Dit boek geeft een mooi voorbeeld van deze drie fasen van leren:
Joop is al deskundig en Manon is daarmee bezig. In Hoofdstuk vijf gaat het over het opdoen van die kennis. De link met de theorie wordt nog niet expliciet gelegd maar dat zou een docent wel kunnen doen! In Hoofdstuk zes zie je heel goed een ander thema dat hoort bij ervaringsdeskundigheid, namelijk je levensverhaal schrijven. Het gaat voor de studenten en de docenten Social Work dan om leren reflecteren op je eigen verhaal, inzichten opdoen, de patronen zien en verbanden leren leggen. Manon laat zien hoe ze familiepatronen gaat herkennen door haar contact met haar vader en halfzus. In Hoofdstuk zeven zie ik heel goed de kracht van leren van elkaar en in Hoofdstuk acht het thema weerbaar worden, het opbouwen van veerkracht en wat daarvoor nodig is.
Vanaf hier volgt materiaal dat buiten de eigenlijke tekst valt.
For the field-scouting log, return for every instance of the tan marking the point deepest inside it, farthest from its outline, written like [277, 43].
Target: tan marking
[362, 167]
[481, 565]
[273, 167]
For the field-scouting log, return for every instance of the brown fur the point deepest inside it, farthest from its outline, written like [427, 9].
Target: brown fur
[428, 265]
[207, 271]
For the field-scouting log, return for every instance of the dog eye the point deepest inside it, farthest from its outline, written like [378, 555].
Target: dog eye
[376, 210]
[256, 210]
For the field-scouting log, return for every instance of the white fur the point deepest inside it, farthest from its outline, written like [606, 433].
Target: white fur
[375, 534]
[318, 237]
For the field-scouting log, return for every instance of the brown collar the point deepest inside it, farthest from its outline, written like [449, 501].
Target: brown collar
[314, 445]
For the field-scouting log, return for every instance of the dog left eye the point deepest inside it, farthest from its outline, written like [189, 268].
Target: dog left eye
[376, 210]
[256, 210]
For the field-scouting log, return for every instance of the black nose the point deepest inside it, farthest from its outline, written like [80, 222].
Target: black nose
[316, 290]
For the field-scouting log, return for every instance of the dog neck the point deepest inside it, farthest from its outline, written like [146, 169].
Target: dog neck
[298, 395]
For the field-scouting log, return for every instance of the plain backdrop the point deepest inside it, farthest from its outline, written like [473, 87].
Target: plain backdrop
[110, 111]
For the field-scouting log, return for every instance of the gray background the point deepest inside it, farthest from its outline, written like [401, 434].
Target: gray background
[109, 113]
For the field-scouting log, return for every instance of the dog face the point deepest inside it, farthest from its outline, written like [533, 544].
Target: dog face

(Ervaringen van de docent met beschadigende gebeurtenissen.)
Ik herken mezelf erg in alle drie verhalen, als dochter van een vader die mij en mijn zussen seksueel misbruikt heeft. Ik herken het streven om geen slachtoffer te willen zijn! De drie fasen van ervaring, ervaringskennis en ervaringsdeskundigheid heb ik als docent doorlopen en nu geef ik supervisie en stagebegeleiding aan studenten Social Work die deze specialisatie Ervaringsdeskundigheid (ED) hebben gekozen.
(Over de auteur)
Ik vind het mooi om te lezen dat de schrijfster haar eigen verhaal en vraagstuk naast dat van Manon en Joop legt en een antwoord vindt en dat haar dankbaarheid naar Manon en Joop groot is. Dat is voor mij heel inspirerend omdat ik geen vrouwen ken van de leeftijd van mijn moeder die zo goed ontwikkeld zijn op thema’s als machtsmisbruik en daaraan zo goed woorden kunnen geven en theorie aan kunnen verbinden.
(Aanbevelingen)
Ik hoop dat dit boek uitkomt. Ik geloof sterk in het ervaringsleren. Echte verhalen vertellen en de studenten daarbij de theorie laten zoeken, daarvoor is dit boek heel geschikt!
De praktijk moet als uitgangspunt dienen voor studenten om de theorie te kunnen plaatsen. De theorie die mij aanspreekt is die van het systemisch denken en ‘de metafoor van de fontein’ in de theorie van Els van Steijn.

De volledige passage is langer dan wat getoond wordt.